Bonjour from Betty

I did not expect to be on camera when I got dressed on Sunday!!

Bonjour à tous,

On our way to the garden on Sunday morning, we received a phone call from the BBC asking if one of us would comment the on-going concern of serious staff shortages in the hospitality industry.

As I was wondering whether Fred would take the opportunity to talk on prime TV or go to the garden, he dropped me off at l'escargot bleu: I guess the prospect of being interviewed at the restaurant on a SUNNY Sunday morning wasn't that appealing to him.

So it was down to me - in my garden attire, looking tired after a week end of table service at the restaurant. "Not at my best!" as you say. I am not quite sure about other industries, but when I am asked if the shortage of candidates in hospitality comes mainly from the Covid situation, Brexit or a combination of both, I cannot ignore the fact that (in my opinion) the main impact to our restaurants comes from TV itself.

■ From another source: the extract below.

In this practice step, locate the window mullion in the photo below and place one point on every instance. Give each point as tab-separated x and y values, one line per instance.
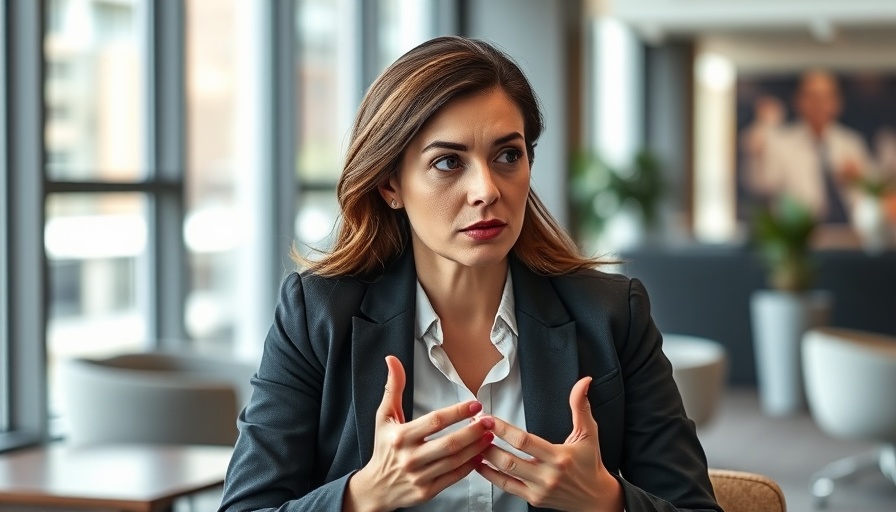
27	264
165	160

The cooking shows broadcast are mostly enjoyable, interesting and appealing, encouraging us to try a recipe or light up the barbecue. The competition shows are equally fun and highly entertaining for some. However, the various shows based on people arguing, breaking plates and slamming doors have done some real damage to the "profession" over the years.

I don’t believe that was the original intention, as I’m sure the main focus would have been on the viewing figures, but as the years went by, I cannot help but think that these shows bear a part of responsibility for the situation we see ourselves in now. That working in a restaurant is seen as a student/weekend job, and anyone can wait tables, do the housekeeping and call themselves a chef as long as they can master the use of a potato peeler.

A waiter is not a plate carrier and a chef is not a cook. No disrespect here, I am a cook myself and proud of it. But I can't peel vegetables or cook to Fred's standards. Does it make me a half decent cook?

With this in mind, I am going to tell you what hospitality is for me and I am quite certain that Fred will support this (he is gardening as I am writing). The only goal you must aim for is the desire to give and share. To do this well, all you need is generosity.

Let’s imagine that next Saturday you are expecting friends and family for a gathering in your garden, a theatre pre-drink in your kitchen or a full meal around the table in your dining room. You will anticipate: wine in the fridge, cut the grass, prepare a table cloth, put together a cheese board, make a marinade, maybe buy a few extra candles, pop an air freshener in the bathroom and hopefully stock up on well-sourced fresh ingredients. You may refresh your memory on the best way to keep your chicken moist, start freezing ice cubes, choose an outfit, tidy your hair and set the mood ready to please.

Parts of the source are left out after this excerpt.